Les damnés de la Mémoire

Publié le 27 octobre 2024

Tanguy Blais commissaire général du Prix Cultura, à droite Tiémoko Diarra lauréat 2023
Tanguy Blais, commissaire général du Prix Cultura, et à droite, Tiémoko Diarra, lauréat 2023

Cette année se tiendra la troisième édition du Prix Cultura. Une aventure folle que seul*es les esprits animés de passion,- cet élan qui vous préserve des « réalités », -sont capables de rêver d’abord, puis de rendre réelle.

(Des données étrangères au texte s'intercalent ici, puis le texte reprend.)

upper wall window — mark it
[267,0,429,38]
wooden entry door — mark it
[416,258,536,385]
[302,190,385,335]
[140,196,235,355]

Ainsi, voici trois ans que Tanguy Blais, réalisateur et dirigeant d’une boite de production audiovisuelle rend hommage à la critique d’art journalistique à travers un prix de récompense qu’il a bâti de toutes pièces. Il consiste en un concours où les meilleurs reportages sont récompensés au mois de Novembre. Le président du Jury n’est autre que Serge Bilé, ivoirien, martiniquais d’adoption ayant œuvré plusieurs décennies à France télévisions dans sa filiale en Martinique et auteur de nombreux ouvrages littéraires novateurs sur des figures noires oubliées de l’Histoire.

L’ambition de cet évènement est de pallier le manque de documentation concernant la culture et les savoirs endogènes du pays. L’idée est de stimuler la production d’écrits afin de préserver et transmettre les patrimoines. Une problématique cruciale à l’heure où ce qui ne figure pas dans les bases de données, tout ce qui est inaccessible à l’IA… n’existe tout simplement pas.

TK Academy et Trayskreyol sont partenaires de cet évènement.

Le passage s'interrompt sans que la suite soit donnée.